Automation remained a top priority as well. One key automation project that facilitated faster interlibrary loan service was the Library Circulation System, an online system of inventory control. LCS enabled users to check on shelf locations, copy numbers, and availability. The LCS was still in its infancy when it was introduced at the University of Illinois in 1978. Developed in Ohio and purchased from OCLC, the LCS system quickly gained favor in the Illinois library community. Data from OCLC was used to create many of the records in LCS. Both systems served useful purposes. OCLC offered detailed cataloging records, while LCS provided a quick check of inventory and availability.836
In 1979, federal funds were awarded to the University of Illinois for purchase of an LCS terminal to increase the capacity of the university’s automated circulation system and link the university library collections at Urbana-Champaign, Chicago Circle, and the Medical Center. That same year, the Illinois Board of Higher Education helped in the formation of a network of 14 libraries to share resources using the LCS system, and the State Library acquired an LCS terminal to participate in the new network. In 1980, the University of Illinois received another federal grant to convert LCS into a full online record catalog. The university also expanded the LCS network into academic libraries and eventually 40 such libraries joined, creating a consortium known as the Illinois Library Computer System Organization (ILCSO). The systems gained access to LCS in 1983. By the mid-1980s, the LCS system evolved into ILLINET Online (IO), which offered a statewide, computerized union catalog for most Illinois public, academic, and special libraries. In 1991, the State Library implemented IO.837
ILLINET Online offered the benefits of an online circulation system and an online union catalog. The circulation system included short, descriptive data (author, title, call number, shelf status) on 18 million books, periodicals, videos, and film held by the academic libraries of the LCS system. The online catalog, known as the Full Bibliographic Record, was comprised of complete descriptive information on the 5 million books, periodicals, videos, and film from more than 800 academic, public, special, and school libraries of Illinois and the 18 systems.838
Coupled with the Intersystems Library Delivery Service, patrons now had quick access to resources from practically every library in the state. Interlibrary loan requests made from the terminals usually resulted in delivery within three or four days. Now, Illinois residents had the library resources of the entire state at their fingertips. Hugh Atkinson, the longtime and highly respected head librarian at the University of Illinois, relayed an exchange with a university faculty member, who marveled at the speed of delivery for a requested book, as the university library was nearly a mile across campus from his office. Atkinson asked to see the book, which was not from the University of Illinois, but another college library nearly 200 miles from Urbana. The book was delivered so quickly that the faculty member had just assumed it was locally held.839
Another enthusiastic endorsement came from Phoebe Bormet, the librarian of Macomb Senior High School, who recalled “the magic of ILLINET Online:”

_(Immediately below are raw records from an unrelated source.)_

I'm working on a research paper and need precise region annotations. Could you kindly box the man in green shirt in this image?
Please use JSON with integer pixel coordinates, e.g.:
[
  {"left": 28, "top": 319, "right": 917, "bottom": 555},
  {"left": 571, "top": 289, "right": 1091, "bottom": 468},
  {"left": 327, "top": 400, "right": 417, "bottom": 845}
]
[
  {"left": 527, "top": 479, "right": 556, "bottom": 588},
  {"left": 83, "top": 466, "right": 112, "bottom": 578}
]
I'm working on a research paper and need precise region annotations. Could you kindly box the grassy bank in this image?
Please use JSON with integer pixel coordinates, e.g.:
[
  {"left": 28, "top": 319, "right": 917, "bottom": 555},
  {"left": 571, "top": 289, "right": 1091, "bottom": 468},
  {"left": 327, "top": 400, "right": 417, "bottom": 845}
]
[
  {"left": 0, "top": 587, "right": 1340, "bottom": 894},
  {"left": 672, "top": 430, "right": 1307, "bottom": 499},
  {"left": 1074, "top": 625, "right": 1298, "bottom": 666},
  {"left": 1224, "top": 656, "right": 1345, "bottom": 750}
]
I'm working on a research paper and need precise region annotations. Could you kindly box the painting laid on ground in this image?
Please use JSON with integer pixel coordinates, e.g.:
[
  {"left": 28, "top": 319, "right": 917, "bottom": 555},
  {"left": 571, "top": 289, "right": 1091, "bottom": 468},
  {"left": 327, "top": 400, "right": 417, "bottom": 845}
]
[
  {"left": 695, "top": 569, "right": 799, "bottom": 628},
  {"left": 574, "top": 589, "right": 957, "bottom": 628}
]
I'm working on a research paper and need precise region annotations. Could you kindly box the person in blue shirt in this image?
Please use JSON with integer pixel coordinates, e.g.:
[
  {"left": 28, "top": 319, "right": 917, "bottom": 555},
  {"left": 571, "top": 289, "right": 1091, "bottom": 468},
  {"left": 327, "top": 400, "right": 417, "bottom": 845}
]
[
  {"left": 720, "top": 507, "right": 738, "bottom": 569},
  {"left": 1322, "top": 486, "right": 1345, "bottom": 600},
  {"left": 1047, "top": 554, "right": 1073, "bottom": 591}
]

“In January 1989, when I saw my first IO demonstration at the Western Illinois University library, I sat spellbound watching titles scroll across the monitor, and I knew that I had to introduce my students and faculty to IO. There were two reasons….First, this statewide system would allow us to reach beyond our four walls and give us access to over 4 million titles. With a book budget that has remained the same for more years than I care to admit and with book costs constantly rising, we have moved backwards every year in purchasing power. Also, IO would give the users access to more academically challenging titles that I could ordinarily purchase….”840
The effort to bring IO to Macomb Senior High was easier said than done. Bormet recalled that “our library had no computer available” and had to apply for a LSCA grant to fund one. Next was the process of selecting the right type of equipment with the money in hand. But the benefits offered by IO made the effort worthwhile.841
The evolution of LCS was a landmark in the development of ILLINET and helped spur interest in multitype library systems. By the end of the 1980s, all types of libraries in Illinois would join the systems, completing another step in the development of multitype cooperation that Al Trezza envisioned throughout his tenure.